Femtosecond nonlinear absorption and optical limiting action in nanoplatelet CuFe2O4-decorated rGO nanocomposites

Using 800 nm infrared, 150 femtosecond (fs), 80 MHz high repetition rate laser pulse excitation, intensity-dependent (Io = 245–735 MW/cm2) measurements on the nonlinear absorption of copper ferrite hetero-architecture functionalized with three rGO contents (15, 25 and 40 wt%) were performed. Copper ferrite–rGO nanocomposite demonstrated a peculiar W-pattern [a peak (saturable absorption) with two valleys [reverse saturable absorption (RSA)] at extreme] in the open aperture Z-scan data for the decorated (15 wt%) rGO systems recorded at a low peak intensity (Io = 245 MW/cm2).
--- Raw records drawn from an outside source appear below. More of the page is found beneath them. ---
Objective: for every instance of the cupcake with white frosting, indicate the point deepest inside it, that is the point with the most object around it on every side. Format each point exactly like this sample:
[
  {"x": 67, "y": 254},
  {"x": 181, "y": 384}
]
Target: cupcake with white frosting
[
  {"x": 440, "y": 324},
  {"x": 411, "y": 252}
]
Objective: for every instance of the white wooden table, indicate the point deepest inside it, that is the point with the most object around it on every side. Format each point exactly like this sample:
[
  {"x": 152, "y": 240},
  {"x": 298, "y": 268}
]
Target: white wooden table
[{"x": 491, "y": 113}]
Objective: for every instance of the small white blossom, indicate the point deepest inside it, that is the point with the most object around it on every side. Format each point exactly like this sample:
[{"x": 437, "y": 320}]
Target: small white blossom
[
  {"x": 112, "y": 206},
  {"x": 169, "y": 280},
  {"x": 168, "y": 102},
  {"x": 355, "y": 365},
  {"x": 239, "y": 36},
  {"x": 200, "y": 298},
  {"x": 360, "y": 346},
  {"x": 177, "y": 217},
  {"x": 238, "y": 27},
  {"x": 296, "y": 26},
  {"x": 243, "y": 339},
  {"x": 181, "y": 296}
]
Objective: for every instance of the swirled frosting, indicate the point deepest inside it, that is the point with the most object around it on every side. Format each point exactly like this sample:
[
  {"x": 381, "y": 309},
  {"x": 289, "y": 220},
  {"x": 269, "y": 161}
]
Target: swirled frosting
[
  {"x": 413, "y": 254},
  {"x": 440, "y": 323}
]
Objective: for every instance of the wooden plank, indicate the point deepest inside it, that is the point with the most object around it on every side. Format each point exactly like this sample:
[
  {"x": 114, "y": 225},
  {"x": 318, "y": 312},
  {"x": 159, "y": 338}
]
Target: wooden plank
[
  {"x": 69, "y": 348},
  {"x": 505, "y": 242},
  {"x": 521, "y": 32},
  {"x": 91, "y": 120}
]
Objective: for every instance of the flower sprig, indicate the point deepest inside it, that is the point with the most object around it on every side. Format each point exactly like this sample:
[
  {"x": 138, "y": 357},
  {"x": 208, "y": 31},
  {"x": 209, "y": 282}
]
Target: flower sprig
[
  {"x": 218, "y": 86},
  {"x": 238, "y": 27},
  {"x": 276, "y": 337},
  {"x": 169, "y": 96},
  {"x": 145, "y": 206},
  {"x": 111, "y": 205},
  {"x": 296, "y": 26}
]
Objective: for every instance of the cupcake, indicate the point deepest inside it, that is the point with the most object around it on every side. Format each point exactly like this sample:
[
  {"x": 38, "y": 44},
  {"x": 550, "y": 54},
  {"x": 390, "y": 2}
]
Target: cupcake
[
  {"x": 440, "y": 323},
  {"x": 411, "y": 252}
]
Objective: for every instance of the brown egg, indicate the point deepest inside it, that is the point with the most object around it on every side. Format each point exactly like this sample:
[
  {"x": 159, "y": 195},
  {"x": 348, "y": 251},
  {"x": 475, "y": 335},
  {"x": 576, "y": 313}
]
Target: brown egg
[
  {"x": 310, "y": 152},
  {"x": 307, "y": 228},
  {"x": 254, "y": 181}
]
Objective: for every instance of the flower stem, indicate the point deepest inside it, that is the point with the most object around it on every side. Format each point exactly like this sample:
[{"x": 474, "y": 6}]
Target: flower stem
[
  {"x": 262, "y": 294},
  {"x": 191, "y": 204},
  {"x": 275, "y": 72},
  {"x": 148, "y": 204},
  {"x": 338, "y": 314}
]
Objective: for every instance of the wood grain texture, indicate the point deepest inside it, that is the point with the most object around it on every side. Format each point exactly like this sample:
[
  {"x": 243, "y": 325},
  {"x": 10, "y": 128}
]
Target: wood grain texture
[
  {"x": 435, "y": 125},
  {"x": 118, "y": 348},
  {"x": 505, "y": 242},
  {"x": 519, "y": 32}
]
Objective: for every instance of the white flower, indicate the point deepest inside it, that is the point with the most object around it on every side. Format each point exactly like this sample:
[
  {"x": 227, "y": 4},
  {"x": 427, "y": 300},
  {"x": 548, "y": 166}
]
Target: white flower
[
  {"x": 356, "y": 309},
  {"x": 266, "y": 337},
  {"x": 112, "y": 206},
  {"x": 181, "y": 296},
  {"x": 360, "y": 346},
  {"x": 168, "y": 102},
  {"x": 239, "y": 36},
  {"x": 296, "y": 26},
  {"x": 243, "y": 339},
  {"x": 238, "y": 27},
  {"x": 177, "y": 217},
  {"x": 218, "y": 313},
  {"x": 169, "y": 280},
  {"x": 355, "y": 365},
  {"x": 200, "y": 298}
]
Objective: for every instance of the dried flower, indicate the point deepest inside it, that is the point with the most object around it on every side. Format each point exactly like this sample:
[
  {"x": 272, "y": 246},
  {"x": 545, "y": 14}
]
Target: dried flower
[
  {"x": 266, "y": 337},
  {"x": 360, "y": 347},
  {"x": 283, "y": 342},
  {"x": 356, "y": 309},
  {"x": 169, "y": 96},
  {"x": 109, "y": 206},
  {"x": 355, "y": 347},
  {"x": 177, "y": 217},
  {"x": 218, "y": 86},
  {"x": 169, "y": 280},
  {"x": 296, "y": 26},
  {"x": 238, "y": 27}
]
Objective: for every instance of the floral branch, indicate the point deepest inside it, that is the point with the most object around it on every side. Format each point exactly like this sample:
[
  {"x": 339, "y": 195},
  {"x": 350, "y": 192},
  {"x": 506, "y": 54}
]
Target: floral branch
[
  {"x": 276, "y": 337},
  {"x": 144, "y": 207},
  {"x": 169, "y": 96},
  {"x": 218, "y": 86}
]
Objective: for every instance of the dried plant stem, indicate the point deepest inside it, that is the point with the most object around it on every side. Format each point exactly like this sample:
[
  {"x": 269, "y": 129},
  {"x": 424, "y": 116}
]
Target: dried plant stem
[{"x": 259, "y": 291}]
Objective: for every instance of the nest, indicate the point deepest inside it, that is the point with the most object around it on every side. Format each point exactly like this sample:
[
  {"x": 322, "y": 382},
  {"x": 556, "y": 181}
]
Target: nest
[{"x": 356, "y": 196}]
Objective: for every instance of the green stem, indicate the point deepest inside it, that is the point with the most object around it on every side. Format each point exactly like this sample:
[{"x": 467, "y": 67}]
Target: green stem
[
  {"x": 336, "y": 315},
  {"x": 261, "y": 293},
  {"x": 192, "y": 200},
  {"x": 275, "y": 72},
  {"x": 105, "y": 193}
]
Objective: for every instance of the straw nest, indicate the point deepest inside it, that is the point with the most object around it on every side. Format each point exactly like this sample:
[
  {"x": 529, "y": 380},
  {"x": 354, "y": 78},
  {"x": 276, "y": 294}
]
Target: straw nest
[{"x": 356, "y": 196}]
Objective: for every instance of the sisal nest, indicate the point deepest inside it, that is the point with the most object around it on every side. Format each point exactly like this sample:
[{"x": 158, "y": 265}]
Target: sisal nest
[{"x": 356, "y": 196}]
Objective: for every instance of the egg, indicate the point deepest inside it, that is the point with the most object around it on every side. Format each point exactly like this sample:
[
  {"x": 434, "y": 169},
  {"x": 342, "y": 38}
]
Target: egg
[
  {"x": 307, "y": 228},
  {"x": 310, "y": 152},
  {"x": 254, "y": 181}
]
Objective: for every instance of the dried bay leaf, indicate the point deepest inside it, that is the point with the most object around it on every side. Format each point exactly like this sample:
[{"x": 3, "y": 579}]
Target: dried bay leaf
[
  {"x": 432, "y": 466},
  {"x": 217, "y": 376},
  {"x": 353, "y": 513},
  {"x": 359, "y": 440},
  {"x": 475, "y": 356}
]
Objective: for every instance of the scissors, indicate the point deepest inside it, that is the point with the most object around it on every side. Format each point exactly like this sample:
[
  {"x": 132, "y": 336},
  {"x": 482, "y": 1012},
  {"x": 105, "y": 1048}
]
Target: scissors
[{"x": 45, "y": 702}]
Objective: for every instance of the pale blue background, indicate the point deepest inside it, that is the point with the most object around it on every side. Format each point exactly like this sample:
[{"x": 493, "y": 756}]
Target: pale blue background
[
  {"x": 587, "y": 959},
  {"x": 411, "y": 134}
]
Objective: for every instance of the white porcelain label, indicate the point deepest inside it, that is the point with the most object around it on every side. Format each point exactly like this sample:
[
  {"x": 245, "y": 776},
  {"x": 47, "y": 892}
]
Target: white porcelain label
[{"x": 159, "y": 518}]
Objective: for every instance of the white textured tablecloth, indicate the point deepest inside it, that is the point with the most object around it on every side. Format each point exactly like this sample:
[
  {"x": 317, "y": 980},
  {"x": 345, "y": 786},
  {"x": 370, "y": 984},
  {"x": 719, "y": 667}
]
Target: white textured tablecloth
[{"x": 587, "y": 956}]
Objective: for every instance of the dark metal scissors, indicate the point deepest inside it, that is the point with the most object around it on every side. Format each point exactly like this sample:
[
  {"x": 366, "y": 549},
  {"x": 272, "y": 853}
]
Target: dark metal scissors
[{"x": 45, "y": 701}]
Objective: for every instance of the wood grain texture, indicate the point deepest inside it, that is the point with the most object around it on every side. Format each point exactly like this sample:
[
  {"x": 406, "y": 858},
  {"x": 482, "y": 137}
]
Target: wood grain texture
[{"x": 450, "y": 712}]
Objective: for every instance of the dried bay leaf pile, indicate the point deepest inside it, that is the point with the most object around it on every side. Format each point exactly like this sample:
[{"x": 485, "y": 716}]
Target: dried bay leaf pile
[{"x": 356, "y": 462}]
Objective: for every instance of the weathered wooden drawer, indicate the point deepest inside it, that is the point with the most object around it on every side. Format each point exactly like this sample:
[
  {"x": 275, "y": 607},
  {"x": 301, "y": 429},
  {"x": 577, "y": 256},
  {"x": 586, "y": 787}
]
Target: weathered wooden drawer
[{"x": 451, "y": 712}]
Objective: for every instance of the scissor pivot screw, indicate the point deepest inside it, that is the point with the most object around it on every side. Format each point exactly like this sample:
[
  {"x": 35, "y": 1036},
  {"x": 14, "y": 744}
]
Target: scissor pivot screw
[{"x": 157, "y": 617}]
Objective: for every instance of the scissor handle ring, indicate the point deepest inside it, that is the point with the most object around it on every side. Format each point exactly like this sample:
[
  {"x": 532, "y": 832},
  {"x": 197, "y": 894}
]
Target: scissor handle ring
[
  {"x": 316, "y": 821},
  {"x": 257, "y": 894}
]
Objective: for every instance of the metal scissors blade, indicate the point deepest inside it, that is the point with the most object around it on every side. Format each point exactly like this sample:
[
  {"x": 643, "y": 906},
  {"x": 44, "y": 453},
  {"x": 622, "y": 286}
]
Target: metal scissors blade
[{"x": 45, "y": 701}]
The Z-scan traces were dominated by RSA characteristics due to two-photon absorption process at high peak intensities. The variation in intensity-dependent nonlinear absorption coefficient and ground-state absorption at laser excitation wavelength revealed the presence of excited-state absorption (ESA). The maximum two-photon absorption coefficient was recorded for CuFe2O4–(40 wt%) rGO at 735 MW/cm2 excitation, which is attributed to the combined contribution of rGO and CuFe2O4 that is four times higher than pure rGO and CuFe2O4. The presence of layer like CuFe2O4 nanoplatelets upon the layer-structured rGO offers an added advantage in enhancing the nonlinear absorption coefficient. Near-resonant ESA-based optical limiters comprising CuFe2O4–rGO can possibly be used as a versatile optical limiting material for eye safety against intense, high repetition rate fs laser pulses.